Archäologe: "Wahrer Glücksfall für Gronau"

Archäologe: "Wahrer Glücksfall für Gronau"

  • Fundstücke unter ehemaliger Hertie-Filiale
  • Reste einer alten Burganlage
  • Archäologen von Menge und Qualität begeistert

Der Landschaftsverband Westfalen-Lippe (LWL) hat am Montag (29.06.2020) Fundstücke aus der damaligen Burg Gronau präsentiert. Die rund 600 Jahre alten Artefakte lagen unter dem früheren Hertie-Kaufhaus.
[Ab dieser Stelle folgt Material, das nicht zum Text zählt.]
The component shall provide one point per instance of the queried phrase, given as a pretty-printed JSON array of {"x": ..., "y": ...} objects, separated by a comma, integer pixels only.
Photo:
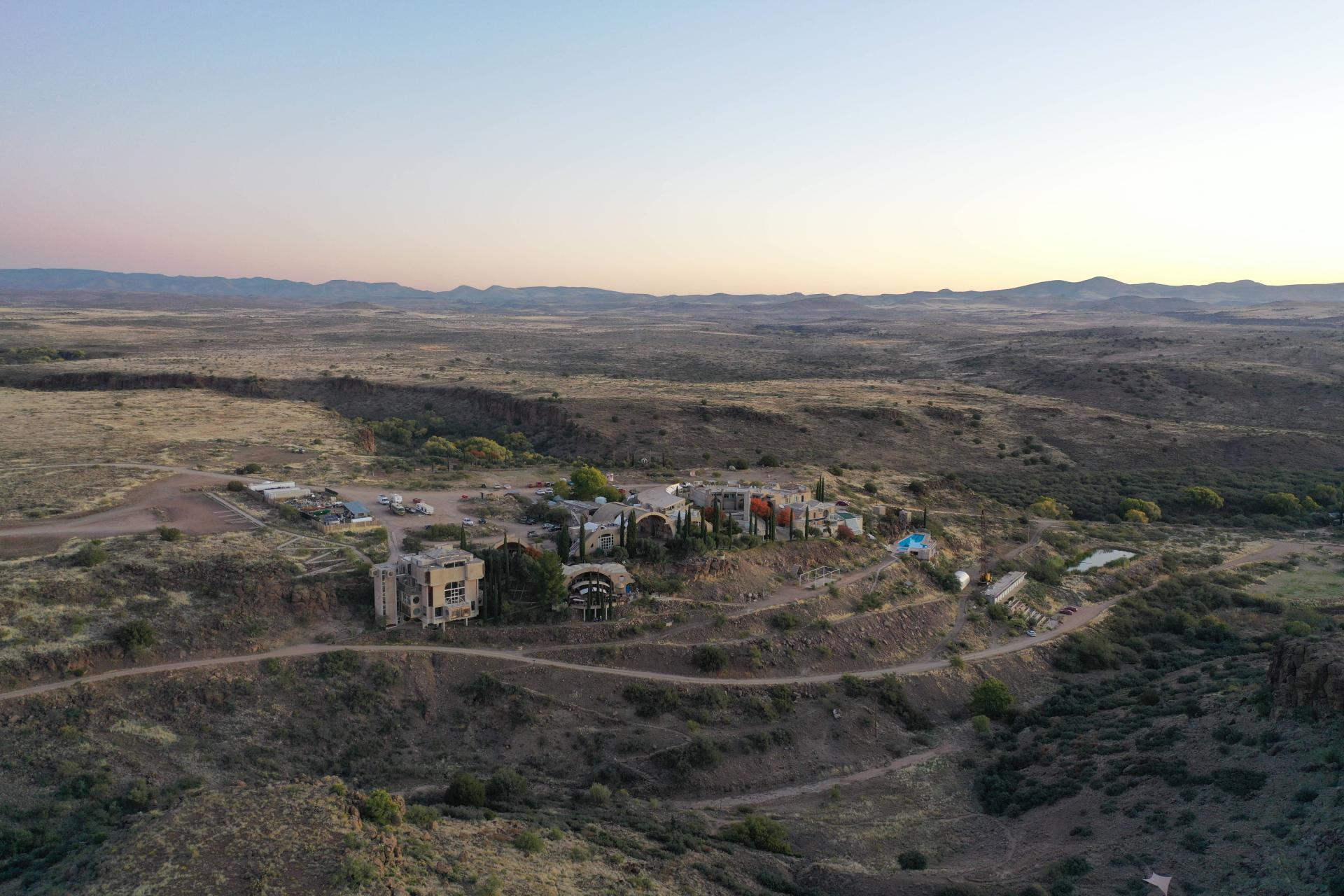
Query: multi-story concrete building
[{"x": 433, "y": 587}]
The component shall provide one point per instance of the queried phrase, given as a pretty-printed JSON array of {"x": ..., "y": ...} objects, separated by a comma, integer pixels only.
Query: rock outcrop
[{"x": 1308, "y": 673}]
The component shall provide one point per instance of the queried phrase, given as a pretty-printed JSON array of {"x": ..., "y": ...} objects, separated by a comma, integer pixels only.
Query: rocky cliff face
[{"x": 1308, "y": 673}]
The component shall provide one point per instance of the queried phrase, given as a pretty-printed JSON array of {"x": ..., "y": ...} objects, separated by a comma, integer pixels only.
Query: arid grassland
[{"x": 198, "y": 697}]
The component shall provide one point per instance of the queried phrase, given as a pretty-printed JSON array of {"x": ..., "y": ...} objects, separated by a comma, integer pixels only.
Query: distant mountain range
[{"x": 1101, "y": 293}]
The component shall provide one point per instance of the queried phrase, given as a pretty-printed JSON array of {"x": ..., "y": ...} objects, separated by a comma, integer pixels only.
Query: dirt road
[
  {"x": 518, "y": 657},
  {"x": 175, "y": 501},
  {"x": 762, "y": 797}
]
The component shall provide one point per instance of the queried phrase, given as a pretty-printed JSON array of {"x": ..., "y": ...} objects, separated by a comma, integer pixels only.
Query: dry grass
[
  {"x": 48, "y": 492},
  {"x": 158, "y": 426}
]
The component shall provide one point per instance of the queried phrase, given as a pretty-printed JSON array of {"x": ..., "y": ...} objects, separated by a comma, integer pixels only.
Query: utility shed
[{"x": 1006, "y": 587}]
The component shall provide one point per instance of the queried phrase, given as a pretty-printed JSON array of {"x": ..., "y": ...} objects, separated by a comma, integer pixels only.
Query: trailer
[{"x": 270, "y": 484}]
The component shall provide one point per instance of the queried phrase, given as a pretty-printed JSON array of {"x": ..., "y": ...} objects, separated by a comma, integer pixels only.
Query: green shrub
[
  {"x": 358, "y": 872},
  {"x": 168, "y": 533},
  {"x": 913, "y": 860},
  {"x": 530, "y": 843},
  {"x": 465, "y": 790},
  {"x": 134, "y": 637},
  {"x": 710, "y": 659},
  {"x": 760, "y": 832},
  {"x": 507, "y": 786},
  {"x": 382, "y": 809},
  {"x": 90, "y": 555},
  {"x": 421, "y": 816},
  {"x": 1240, "y": 782},
  {"x": 339, "y": 663},
  {"x": 991, "y": 697}
]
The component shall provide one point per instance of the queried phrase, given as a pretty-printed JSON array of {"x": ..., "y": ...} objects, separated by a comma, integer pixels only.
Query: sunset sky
[{"x": 676, "y": 147}]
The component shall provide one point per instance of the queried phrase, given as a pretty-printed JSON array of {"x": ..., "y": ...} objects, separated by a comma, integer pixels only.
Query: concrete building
[
  {"x": 433, "y": 587},
  {"x": 920, "y": 546},
  {"x": 736, "y": 498},
  {"x": 343, "y": 516},
  {"x": 1006, "y": 587},
  {"x": 660, "y": 500},
  {"x": 848, "y": 519},
  {"x": 593, "y": 584}
]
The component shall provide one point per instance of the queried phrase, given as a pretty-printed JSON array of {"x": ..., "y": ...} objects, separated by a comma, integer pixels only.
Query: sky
[{"x": 685, "y": 147}]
Als das alte Kaufhaus 2018 abgerissen wurde, entdeckten die LWL-Archäologen Reste der alten Burganlage. Die Stadt beauftragte eine archäologische Fachfirma, und die hat seit November vergangenen Jahres Erstaunliches ausgegraben.

Das Wappentier als Wetterfahne

Ein Fundstück der Ausgrabungen an der Burg Gronau

Eines der Fundstücke: Eine Schwanen-Figur aus Kupferblech

In den Resten der Burganlage entdeckten die Archäologen mehr als 100 Fundstücke, unter anderem ein Stück Kupferblech in Form eines Schwans. Er ist als Wetterfahne gearbeitet und hat Einschusslöcher. Der Schwan ist Wappentier der Grafschaft Steinfurt und findet sich noch heute im Wappen der Stadt Gronau wieder.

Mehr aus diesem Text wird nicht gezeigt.